Strange convolution equation

[exmachina]

I've arrived at the following equation involving the convolution of two functions:

$f(x) = \int_{-\infty}^{\infty} f(t) g(t-x) dt = f(x) \ast g(x)$

Where:

$g(z) = e^{-z^2/2}$

In other words, a function convoluted with a Gaussian pdf results in the same function.

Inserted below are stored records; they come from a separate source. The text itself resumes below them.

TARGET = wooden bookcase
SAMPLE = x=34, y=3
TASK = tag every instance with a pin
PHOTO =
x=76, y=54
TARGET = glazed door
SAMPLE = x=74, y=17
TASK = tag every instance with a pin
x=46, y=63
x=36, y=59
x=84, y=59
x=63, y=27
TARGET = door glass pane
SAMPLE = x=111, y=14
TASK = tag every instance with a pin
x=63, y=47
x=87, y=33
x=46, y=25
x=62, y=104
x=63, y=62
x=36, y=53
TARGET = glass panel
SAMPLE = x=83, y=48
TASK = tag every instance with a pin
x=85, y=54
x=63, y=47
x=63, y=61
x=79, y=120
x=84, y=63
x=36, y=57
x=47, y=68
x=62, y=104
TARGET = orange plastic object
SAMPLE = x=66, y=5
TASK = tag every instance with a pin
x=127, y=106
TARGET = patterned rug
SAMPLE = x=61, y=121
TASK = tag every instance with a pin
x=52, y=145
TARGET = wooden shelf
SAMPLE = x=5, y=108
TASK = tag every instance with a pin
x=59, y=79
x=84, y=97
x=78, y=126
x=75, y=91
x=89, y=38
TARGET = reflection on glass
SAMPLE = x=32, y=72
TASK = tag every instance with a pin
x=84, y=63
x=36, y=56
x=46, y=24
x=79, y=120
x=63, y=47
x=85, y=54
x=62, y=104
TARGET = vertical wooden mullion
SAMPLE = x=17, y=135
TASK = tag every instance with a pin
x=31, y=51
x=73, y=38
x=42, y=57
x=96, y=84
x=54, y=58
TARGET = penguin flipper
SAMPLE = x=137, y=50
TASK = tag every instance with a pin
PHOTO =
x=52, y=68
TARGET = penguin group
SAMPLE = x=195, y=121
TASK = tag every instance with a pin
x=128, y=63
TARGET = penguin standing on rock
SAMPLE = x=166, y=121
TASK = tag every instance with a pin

I've tried taking Fourier transforms, realizing that the FT of a gaussian results in another Gaussian:

$F[f(x)] = F[f(x) \ast g(x)] = F[f(x)] \cdot F[g(x)]$

But this results in the $F[f(x)]$ cancelling out, leaving me with just:

$1 = F[g(x)] = e^{-w^2/2}$

Any suggestions?

 

[micromass]

What if f=0?

 

[exmachina]

Yes that is the trivial solution.

Perhaps this can be casted as an eigenvalue problem - as it seems to imply that the convolution operator (wrt to the gaussian) may have certain eigenvalues and corresponding eigenfunctions f(x) being one of them

 

[exmachina]

edit - doh - this obviously implies that f(x) must be equal to 0 (no other solution satisfies:

f(x)=f(x)g(x) unless g(x) = 1, which in this case, it isn't)

 

[blue_raver22]

I would suggest checking your calculations and making sure that you are using the correct properties and definitions of the Fourier transform. It is possible that there may be a mistake in your calculations that is leading to the cancellation of terms.

Additionally, it is important to note that the convolution of two functions is not always equal to one of the functions. In this case, it seems that the convolution of a Gaussian with itself results in a Gaussian, but this may not always be the case.

Another possibility is to consider using other mathematical tools, such as Laplace transforms or z-transforms, to solve the convolution equation. These may provide a different perspective and potentially lead to a solution.

Lastly, it may also be helpful to consult with a colleague or mentor who has experience with convolution and Fourier transforms to get their insights and suggestions on how to approach this problem. Collaboration and discussion can often lead to a better understanding and resolution of complex equations.